Wind Environment Simulation風環境(ビル風)シミュレーション

計画建物の位置・形状の違いによる
ビル風・風環境の比較

ビル風・風環境は、さまざまな条件で変化します。ここでは、具体的に「計画建物の位置を変更した場合」や「計画建物の形状を変更した場合」に、どの程度周辺のビル風・風環境が変化するか検討例を取り上げます。

基本計画と同じ形状の高層建物ですが、配置を変更した例です。計画敷地内において、建物を交差点から遠ざけるように配置を変更しました。その結果、基本ケースと比較すると、北東側の風環境評価尺度「ランク2」の箇所がなくなり、建物隅角部の「ランク3」の風環境の位置がずれました。このように、同じ形状の建物でも、敷地の中の配置が変わると周辺のビル風・風環境も大きく変化する場合があります。

基本ケースと同じ位置に建物が配置されていますが、容積と形状を変更した例です。

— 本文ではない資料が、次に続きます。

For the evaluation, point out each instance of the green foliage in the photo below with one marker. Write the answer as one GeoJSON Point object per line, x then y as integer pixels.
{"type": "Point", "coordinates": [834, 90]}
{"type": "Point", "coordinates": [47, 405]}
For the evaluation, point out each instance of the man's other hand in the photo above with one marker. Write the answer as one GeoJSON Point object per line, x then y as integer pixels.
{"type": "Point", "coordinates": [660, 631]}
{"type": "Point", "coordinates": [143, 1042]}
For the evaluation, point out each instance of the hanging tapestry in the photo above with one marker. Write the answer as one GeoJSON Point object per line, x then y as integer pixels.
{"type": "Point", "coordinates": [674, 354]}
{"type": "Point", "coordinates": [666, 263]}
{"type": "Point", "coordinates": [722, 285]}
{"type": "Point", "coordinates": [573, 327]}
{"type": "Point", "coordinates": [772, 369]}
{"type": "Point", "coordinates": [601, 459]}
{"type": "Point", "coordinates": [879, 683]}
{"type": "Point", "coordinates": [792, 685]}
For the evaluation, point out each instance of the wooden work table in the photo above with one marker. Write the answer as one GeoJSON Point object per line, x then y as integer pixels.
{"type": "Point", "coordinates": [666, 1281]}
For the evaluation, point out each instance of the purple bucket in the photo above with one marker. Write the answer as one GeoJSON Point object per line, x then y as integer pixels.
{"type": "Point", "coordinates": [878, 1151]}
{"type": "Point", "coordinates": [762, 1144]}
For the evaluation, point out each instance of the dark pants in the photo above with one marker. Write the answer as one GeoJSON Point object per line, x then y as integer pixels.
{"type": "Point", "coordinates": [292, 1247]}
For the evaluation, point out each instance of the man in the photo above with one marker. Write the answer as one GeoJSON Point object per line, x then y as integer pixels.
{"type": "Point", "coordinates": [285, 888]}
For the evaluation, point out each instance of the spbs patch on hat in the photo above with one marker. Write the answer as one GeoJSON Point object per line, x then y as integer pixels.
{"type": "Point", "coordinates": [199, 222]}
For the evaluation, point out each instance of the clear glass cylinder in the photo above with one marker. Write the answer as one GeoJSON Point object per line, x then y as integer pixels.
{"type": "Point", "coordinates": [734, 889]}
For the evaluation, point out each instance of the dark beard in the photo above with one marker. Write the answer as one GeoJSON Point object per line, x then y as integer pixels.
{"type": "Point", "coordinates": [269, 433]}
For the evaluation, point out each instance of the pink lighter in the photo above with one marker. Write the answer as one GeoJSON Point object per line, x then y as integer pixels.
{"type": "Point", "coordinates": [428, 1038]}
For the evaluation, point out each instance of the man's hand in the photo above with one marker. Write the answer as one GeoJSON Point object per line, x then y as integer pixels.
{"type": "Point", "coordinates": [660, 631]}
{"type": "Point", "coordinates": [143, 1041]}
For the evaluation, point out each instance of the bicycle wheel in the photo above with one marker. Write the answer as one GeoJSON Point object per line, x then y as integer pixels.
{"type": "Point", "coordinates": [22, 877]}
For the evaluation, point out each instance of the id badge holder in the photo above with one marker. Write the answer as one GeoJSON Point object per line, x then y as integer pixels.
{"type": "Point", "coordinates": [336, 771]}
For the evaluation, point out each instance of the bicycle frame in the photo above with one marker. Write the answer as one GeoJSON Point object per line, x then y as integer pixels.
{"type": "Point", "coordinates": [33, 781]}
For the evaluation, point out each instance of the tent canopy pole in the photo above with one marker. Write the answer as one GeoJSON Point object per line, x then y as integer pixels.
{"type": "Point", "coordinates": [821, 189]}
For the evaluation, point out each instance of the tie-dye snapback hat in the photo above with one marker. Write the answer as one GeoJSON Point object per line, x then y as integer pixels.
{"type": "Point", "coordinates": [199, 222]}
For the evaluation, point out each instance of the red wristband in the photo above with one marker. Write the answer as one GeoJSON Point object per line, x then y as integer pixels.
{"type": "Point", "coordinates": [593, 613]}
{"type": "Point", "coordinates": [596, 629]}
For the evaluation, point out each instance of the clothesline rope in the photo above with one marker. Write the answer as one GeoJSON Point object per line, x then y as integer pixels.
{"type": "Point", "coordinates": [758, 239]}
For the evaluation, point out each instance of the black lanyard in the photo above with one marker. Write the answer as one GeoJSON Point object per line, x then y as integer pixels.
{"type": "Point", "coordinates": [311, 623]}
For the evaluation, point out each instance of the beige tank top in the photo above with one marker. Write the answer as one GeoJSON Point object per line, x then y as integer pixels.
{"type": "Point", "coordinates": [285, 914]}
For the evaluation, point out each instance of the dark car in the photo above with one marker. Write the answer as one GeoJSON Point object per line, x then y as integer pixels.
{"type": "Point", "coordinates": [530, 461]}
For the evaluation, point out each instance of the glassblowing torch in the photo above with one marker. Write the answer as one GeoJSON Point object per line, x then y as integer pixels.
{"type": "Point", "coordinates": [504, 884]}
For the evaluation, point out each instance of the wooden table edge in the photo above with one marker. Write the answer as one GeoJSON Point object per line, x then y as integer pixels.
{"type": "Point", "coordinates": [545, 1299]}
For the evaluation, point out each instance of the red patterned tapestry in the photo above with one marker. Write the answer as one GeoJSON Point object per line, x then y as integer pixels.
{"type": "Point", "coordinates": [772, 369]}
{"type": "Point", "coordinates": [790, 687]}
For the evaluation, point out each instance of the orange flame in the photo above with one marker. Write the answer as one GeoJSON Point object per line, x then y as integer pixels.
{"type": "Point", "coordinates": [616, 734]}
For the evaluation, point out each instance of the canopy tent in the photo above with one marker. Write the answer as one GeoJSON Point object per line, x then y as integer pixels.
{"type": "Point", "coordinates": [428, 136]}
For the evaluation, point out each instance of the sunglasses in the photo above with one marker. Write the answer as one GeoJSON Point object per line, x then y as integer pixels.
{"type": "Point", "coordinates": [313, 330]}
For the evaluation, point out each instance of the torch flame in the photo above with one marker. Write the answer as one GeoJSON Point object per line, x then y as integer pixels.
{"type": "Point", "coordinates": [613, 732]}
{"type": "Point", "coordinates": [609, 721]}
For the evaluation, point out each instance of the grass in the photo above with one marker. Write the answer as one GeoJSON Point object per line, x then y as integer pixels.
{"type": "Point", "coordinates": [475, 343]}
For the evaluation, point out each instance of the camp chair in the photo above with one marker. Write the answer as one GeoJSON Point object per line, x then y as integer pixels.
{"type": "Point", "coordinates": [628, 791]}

建物の最大高さは基本ケースと同じですが、交差点側半分を2階建てとし、高層部と低層部に分けました。その結果を基本ケースと比較すると、風速比の図からわかるように、計画建物周辺で、風速が弱まっていることが確認できます。
また、風環境評価尺度で比べると「ランク2」以下となり、基本ケースと比べてかなりビル風・風環境がよくなっていることがわかります。このように、配置が同じでも建物形状によって周辺のビル風・風環境は大きく変化する場合があります。